Another helpful planning strategy is to ensure your children eat before leaving the house. It’s best to plan outings when they’re less likely to be hungry. Just in case, have healthy snacks and drinks on hand while you’re out and about. You’ll thank yourself later.
Many two-year-olds don’t like change. If this describes your child, try to let them know ahead of time what will happen. Tell them 10-15 minutes before you have to go somewhere or switch an activity so they can start transitioning from one situation to another. This will give them time to absorb the information and anticipate what is coming next.
It’s also a good idea to be clear about what you expect before leaving to do errands, for example. Before heading into a store, you can explain to your child that while they may not be able to get candy or a toy, if they behave in specific ways (for instance, not ask for candy), they can do something fun upon returning home. Communicate in a way they can understand by being short in explaining your expectations.

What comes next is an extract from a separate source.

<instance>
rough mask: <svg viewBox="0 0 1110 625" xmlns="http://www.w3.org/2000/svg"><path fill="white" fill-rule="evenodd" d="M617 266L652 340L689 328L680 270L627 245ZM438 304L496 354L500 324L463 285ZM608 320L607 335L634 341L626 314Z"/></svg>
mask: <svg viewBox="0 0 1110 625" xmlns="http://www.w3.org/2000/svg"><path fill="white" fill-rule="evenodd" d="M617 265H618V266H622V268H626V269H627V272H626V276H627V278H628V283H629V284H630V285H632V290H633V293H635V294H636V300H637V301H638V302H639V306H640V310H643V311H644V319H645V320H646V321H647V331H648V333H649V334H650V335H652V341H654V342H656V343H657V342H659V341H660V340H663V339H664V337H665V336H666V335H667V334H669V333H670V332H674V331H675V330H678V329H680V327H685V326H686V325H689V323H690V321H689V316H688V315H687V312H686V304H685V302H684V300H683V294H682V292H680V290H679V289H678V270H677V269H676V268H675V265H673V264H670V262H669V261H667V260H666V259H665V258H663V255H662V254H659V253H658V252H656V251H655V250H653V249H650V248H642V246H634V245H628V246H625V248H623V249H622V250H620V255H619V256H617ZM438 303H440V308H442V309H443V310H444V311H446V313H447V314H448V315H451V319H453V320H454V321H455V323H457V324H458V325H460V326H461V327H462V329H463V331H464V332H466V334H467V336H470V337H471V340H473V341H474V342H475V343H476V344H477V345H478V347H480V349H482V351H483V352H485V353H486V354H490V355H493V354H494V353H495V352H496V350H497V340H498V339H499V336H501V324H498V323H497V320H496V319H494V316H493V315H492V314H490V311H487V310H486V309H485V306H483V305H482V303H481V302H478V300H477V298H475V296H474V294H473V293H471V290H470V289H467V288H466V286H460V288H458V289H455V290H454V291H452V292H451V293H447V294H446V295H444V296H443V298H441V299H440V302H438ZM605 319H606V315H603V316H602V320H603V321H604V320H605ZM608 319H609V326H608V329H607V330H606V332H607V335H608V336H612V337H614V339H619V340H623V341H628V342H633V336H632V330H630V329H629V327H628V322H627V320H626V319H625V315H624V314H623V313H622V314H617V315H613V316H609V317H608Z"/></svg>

It’s common for young children to desire to do something that doesn’t yet align with their abilities. For instance, your child may express wanting to get dressed independently, yet they haven’t reached this developmental milestone. Furthermore, they do not yet possess the language skills to ask for help if needed. This combination can cause frustration, leading to unruly behavior (like throwing a toy) and tantrums.

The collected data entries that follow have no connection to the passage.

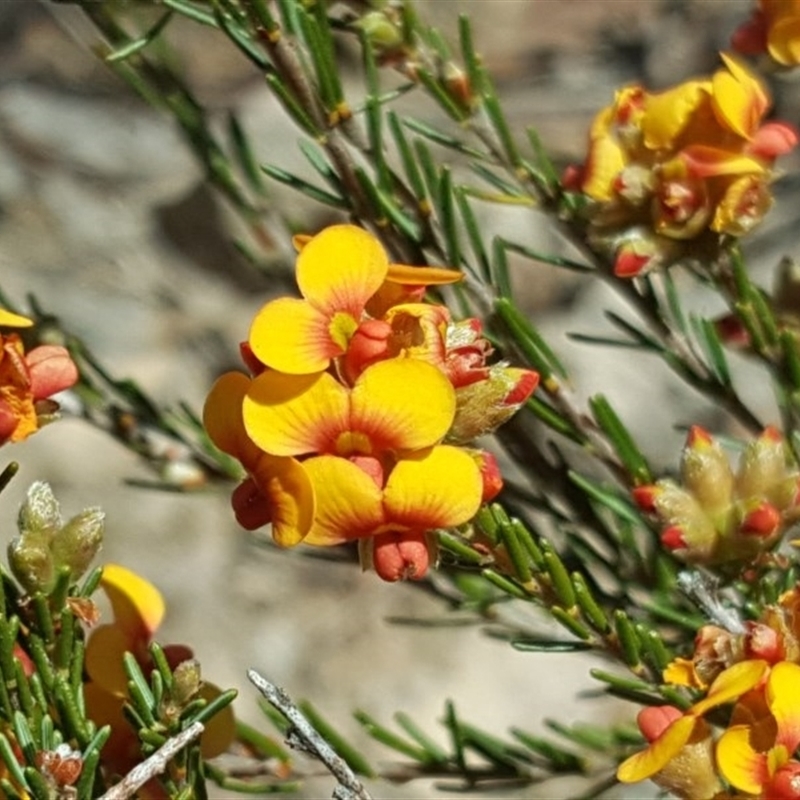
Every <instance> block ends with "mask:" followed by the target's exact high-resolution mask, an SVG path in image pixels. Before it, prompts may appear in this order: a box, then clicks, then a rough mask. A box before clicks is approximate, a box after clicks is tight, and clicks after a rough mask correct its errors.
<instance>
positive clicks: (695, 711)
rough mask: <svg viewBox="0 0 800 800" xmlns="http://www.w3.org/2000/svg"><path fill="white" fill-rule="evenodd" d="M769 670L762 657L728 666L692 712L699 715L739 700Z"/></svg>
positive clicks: (711, 685) (763, 677) (695, 703)
mask: <svg viewBox="0 0 800 800" xmlns="http://www.w3.org/2000/svg"><path fill="white" fill-rule="evenodd" d="M768 672H769V664H767V662H766V661H762V660H761V659H751V660H748V661H740V662H739V663H738V664H734V665H733V666H732V667H728V669H726V670H725V671H724V672H721V673H720V674H719V675H718V676H717V677H716V678H715V679H714V682H713V683H712V684H711V686H710V687H709V689H708V694H707V695H706V697H705V699H703V700H701V701H700V702H699V703H695V704H694V705H693V706H692V713H693V714H697V715H698V716H699V715H701V714H705V713H706V711H708V710H709V709H712V708H716V707H717V706H720V705H723V704H724V703H730V702H731V701H733V700H737V699H738V698H739V697H741V696H742V695H743V694H745V693H746V692H749V691H750V690H751V689H753V688H755V687H756V686H758V684H759V683H761V681H762V680H763V679H764V677H765V676H766V674H767V673H768Z"/></svg>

Don’t wait to deal with your child’s defiant behavior. Before they reach this stage, decide how you’ll respond the first time your child throws a tantrum when they don’t get their way. Be specific and firm: tell your child no hitting, biting, whining, or whatever it is they’re doing that you deem inappropriate. The key is to be consistent in handling problem behaviors each time they arise and not give in to demands. Doing so will only serve to reinforce this kind of negative behavior, which you want to avoid.
Acknowledge your children’s feelings of frustration, anger, or sadness. Explain that these feelings are normal, but acting in a way that will hurt others is not okay. Understand your toddler’s abilities. Help them find the words they need to express themselves. Hold them, tell a joke they can understand, or speak in a soft voice to soothe them. If your child acts out in public, calmly remove them from the situation immediately. For example, if you’re at a store and a tantrum occurs, leave the building if possible and sit with your child in the car until they can gain control of their emotions.
Recognize your child is growing up (often faster than you’d like), and they can do things they were unable to in the past. Give your kids activities that will allow them to show off what they can do. Doing so will also help them remain occupied to avoid the “terrible two” behaviors. Make a big deal out of them putting their clothes in their dresser or helping you set the table. Find small things they can achieve which will give them a reason to shine and for you to be proud of their accomplishments.
Try following these parenting tips to tackle the terrible twos. Be mindful of the importance of planning and learn to anticipate both your child’s needs and their reactions over time. Try to speak to your kids in ways they can understand without lengthy explanations. Take a deep breath, and know that this challenge will end soon, leading to another exciting period of learning and growth for your child that is easier than the last.